I saw an interview with Gerry Lopez, in which he described the experience of wiping out in Pipeline on the North Shore. He said it was so scary, that even though you usually survived, you died a little bit… That was exactly how I felt. For the rest of the week, I had a strange sense of detachment. Part of me was missing, scared into hiding by the brutal beating the ocean inflicted on me, or maybe lost out in the rolling waves, still struggling to get in from the impact zone. I knew what I needed to do… I needed to get back on the horse.

I’m proud to say I stuck with my action items from my last post. I stepped up the cardio section of my workout. I continued to practice my balance and pop-up drills. and most importantly, I went to the doctor, and had my lungs checked. Turned out I had been suffering a mild case of Asthma all along, and didn’t even know it! I’m sure that contributed to my lack of breath that day.

Finally, the weekend came, and I prepared to get back in the saddle. On Friday, I tried out a new spot, legendary Bay street in Santa Monica, home of the famous Z Boys. Numerous sources listed this as a good beginner’s beach, but when I pulled up and surveyed the surf, I had my doubts.

That Friday was the last day of the swells, and the waves still looked pretty big to me. They built up, and closed out fast.

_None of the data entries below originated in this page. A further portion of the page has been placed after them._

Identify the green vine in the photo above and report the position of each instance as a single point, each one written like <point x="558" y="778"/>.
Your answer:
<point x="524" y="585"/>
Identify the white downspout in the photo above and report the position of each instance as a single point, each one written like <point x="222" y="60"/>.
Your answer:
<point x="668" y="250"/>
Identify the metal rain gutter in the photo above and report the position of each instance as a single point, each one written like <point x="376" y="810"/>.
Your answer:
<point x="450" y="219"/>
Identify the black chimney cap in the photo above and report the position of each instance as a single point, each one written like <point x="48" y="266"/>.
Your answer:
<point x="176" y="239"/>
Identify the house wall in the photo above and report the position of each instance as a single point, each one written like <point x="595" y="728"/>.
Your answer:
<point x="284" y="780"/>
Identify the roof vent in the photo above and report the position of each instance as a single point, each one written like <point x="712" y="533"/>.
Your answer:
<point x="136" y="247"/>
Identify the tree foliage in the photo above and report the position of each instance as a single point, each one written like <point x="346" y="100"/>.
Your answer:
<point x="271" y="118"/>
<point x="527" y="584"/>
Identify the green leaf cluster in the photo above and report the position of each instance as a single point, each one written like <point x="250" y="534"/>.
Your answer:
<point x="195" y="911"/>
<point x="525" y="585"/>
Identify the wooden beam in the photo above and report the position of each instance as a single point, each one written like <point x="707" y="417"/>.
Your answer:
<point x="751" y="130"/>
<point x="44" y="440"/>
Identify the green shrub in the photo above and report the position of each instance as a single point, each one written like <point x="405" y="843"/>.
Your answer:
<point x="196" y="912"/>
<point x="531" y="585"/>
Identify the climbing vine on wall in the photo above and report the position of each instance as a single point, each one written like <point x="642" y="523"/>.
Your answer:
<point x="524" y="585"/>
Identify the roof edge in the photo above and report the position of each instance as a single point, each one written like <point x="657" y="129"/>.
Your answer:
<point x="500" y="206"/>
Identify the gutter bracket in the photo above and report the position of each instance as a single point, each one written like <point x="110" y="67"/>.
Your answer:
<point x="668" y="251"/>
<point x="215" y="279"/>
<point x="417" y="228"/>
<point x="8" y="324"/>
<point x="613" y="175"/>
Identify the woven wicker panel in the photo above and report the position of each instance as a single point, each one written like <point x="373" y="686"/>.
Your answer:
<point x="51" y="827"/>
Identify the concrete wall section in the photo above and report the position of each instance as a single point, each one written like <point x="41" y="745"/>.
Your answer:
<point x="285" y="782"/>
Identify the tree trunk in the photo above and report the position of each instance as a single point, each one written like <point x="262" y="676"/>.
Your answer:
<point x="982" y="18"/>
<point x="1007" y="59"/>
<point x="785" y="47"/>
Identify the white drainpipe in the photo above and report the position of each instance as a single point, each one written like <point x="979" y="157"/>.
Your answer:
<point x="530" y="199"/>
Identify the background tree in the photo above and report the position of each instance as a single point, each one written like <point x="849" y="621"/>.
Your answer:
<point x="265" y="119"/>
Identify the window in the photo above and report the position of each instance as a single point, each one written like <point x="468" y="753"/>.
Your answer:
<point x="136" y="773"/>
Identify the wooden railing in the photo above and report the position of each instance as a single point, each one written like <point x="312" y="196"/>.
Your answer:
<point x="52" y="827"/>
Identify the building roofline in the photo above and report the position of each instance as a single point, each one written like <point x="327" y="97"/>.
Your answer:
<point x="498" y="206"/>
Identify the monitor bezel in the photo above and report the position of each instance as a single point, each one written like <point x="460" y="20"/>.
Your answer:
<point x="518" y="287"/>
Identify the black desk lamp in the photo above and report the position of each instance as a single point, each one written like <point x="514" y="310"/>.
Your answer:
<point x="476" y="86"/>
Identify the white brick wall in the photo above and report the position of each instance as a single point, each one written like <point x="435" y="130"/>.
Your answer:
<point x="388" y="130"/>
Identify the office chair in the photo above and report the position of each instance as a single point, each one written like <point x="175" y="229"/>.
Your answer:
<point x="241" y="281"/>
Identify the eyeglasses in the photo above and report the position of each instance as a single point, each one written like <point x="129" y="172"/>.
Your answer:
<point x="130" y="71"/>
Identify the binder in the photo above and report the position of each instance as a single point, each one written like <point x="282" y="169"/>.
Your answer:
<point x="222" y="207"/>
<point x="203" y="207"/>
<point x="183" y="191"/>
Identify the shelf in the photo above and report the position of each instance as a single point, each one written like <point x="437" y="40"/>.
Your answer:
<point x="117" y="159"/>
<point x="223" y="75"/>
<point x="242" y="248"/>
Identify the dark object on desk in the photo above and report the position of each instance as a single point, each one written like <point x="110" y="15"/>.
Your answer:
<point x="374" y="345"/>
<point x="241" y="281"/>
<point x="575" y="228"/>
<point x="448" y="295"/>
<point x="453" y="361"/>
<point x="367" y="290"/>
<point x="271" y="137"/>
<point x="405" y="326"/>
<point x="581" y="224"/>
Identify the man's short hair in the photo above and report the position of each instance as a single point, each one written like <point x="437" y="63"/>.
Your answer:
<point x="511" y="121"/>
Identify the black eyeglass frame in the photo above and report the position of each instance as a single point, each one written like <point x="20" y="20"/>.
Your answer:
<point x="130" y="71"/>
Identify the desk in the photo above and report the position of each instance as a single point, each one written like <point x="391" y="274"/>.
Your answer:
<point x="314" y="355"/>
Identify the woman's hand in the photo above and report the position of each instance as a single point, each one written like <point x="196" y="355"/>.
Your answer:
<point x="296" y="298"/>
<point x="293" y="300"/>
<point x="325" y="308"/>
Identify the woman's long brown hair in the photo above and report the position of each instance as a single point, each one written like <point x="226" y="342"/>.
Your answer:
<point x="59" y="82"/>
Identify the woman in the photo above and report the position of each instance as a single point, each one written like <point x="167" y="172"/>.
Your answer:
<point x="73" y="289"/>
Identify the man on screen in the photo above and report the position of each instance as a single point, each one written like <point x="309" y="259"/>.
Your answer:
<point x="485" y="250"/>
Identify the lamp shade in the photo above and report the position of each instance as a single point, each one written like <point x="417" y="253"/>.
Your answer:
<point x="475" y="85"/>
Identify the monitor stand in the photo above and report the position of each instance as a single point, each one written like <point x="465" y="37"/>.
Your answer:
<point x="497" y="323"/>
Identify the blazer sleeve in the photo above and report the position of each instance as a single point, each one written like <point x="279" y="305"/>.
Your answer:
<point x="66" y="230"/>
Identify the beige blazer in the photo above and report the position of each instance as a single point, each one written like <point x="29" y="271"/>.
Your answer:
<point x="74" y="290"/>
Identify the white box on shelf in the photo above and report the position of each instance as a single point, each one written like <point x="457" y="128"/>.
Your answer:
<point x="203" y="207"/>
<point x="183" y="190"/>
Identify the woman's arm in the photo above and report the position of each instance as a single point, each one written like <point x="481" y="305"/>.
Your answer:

The tide was very low, giving the impression that the waves were crashing down in knee high water… It just didn’t look good to me. I gave it a shot, and paddled out, but something didn’t feel right.

I caught one, but fell over in my pop-up. The waves were breaking in pretty shallow water, but they were very weak, and didn’t have much of strength to them. I got up, tried one more time, and then decided to get out. The water was black and glassy, there was a low fog in the air, and bottom line… I was still spooked. I talked to a surfer in the parking lot who got out the same time I did, and he said it was a good beginner’s beach, but that it was better to come at high tide. I may try the spot again, but I have heard the water is terribly polluted there, so we’ll see.

I went hiking with me wife up on Mount Baldy the next day, so surfing was out. I didn’t get back into the water till the following Sunday. I went back to my usual spot. I even took a picture of the waves, although I think my camera is a little broken right now…

It was the most important surfing experience of my life. No, I wasn’t suddenly a world class surfer, or pulling off floaters or anything. I did catch a lot of waves, but more importantly, the fun was back. By sticking to waves I could handle, I had a blast! I wasn’t so afraid of wiping out, so I tried to get a bunch more waves. And the more you try for, the more you get! I even ran into a couple guys I knew, who I hadn’t seen at the beach in a while. Chris and Chris, nice surfing with you guys!

My paddling and wave catching abilities are improving, But I still need a lot of work on my pop-up, and keeping my balance. Once I get that down, maybe I can learn to actually turn! We’ll see how this weekend goes. But either way, I am humbled and grateful that I was able to get back on that horse, and get back to enjoying the stoke of surfing. I feel like the ocean has given me back that missing piece of myself. It’s a feeling I won’t soon forget.